Monday, April 24, 2017

Mid-Month Thoughts

I saw a story in the national news about a young woman who saved herself from doom as a lost motorist. Looking for a shortcut into the Grand Canyons, she followed her GPS into a large cattle ranch, and ran short of gasoline. Her Girl Scout skills got her out of this predicament, when a police helicopter spotted her stone sign. Reliance on technology without perspective- can be dangerous. 

Still going in and out of Dubai and am grateful to have gotten the important sites out of the way- the Burj Khalifah- the world’s tallest building. I had some questions, like why the global investors are supporting tremendous, speculative growth and construction in Dubai; changing a regional city into a global power. I found an answer: what is happening in Dubai is not unprecedented: New York and Chicago boomed a century ago, on the backs of immigrants.  I try to identify a lively American neighborhood- or Westerner town- in each of the big cities I spend time in. They have some of the comforts of familiarity and the fusion of two cultures. Something like the Chinatowns in American cities. Now Dubai is interesting to me because Western tastes, and expats, are so profuse throughout the city-state.

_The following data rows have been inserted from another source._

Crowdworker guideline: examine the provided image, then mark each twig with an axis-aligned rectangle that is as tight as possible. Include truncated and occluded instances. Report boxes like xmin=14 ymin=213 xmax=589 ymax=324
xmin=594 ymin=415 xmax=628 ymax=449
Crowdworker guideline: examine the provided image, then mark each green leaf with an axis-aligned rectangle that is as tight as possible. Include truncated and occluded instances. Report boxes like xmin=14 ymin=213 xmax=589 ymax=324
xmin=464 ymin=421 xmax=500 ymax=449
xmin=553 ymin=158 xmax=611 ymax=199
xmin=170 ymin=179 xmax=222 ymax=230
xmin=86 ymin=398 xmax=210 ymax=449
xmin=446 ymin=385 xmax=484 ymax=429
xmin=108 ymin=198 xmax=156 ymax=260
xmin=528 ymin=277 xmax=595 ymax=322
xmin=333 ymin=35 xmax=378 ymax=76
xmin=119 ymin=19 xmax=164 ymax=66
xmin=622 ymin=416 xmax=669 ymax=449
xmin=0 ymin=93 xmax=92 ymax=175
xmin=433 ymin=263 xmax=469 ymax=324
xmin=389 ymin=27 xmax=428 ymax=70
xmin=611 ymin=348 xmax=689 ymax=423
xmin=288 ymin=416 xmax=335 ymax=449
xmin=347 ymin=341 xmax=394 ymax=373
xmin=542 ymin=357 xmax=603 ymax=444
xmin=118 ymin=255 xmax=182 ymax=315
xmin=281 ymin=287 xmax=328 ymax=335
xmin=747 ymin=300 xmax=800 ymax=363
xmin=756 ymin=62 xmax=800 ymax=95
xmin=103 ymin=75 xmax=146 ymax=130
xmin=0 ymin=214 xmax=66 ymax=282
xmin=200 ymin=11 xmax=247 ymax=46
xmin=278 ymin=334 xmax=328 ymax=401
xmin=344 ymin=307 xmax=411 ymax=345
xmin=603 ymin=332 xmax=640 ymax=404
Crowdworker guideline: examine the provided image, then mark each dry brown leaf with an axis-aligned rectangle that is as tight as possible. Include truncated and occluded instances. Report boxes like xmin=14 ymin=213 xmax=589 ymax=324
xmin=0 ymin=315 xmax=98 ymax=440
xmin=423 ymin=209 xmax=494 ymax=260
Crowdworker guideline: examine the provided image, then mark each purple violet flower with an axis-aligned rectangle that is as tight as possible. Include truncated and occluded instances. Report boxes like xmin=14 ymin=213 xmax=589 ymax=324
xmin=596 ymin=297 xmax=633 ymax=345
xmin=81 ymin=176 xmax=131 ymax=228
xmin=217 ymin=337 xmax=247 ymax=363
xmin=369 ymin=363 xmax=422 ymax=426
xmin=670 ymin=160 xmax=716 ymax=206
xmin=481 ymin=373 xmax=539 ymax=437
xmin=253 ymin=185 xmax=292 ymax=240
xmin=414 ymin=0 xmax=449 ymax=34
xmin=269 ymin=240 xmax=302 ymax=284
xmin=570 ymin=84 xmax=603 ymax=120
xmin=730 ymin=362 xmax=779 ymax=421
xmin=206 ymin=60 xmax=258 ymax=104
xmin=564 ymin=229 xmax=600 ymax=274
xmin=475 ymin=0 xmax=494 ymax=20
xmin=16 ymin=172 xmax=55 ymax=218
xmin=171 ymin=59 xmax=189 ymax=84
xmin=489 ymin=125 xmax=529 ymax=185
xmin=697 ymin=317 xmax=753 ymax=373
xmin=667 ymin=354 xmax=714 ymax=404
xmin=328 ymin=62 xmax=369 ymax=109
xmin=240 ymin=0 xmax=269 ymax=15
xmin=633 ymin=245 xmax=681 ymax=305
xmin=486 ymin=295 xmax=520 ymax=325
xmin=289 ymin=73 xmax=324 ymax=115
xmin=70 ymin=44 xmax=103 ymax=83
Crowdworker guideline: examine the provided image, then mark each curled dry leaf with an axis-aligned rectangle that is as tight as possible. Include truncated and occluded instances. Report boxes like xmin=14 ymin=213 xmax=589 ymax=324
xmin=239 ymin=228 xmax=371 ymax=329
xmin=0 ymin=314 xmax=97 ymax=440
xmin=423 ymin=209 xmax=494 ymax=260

432 Park Avenue in New York City was recently completed with 104 residences. It’s remarkable since the condo building has the height of the World Trade Center, and the controversially bland exterior was apparently inspired by an art deco wastebasket. But, the views from inside are fantastic and the multimillion dollar condo units were bought up by the global elite, making the supertall building a financial success. The building has drawn social criticism for being the pinnacle of ostentatious wealth. Why this building among the hundred tallest skyscrapers in the world? In many cities the tallest buildings are office buildings. While these gaudy towers might be signs of corporate affluence and extravagance, a little bit of the wealth trickles down to support a white-collar middle class workforce, who fill the inner offices and cubicles. Even the most secluded of firms have secretaries. In other places, the tallest buildings are hotels, and size of these hotels require pricing at least some rooms for the upper-middle class masses. When the tallest buildings are luxury residences, it is hardly inspirational, demonstrating the extremes of inequality: the uber-wealthy owners and tenants who are waited on by low-income service sector workers. The middle class are kept outside the doors. In the ideal world, the most iconic buildings would be somewhat more egalitarian.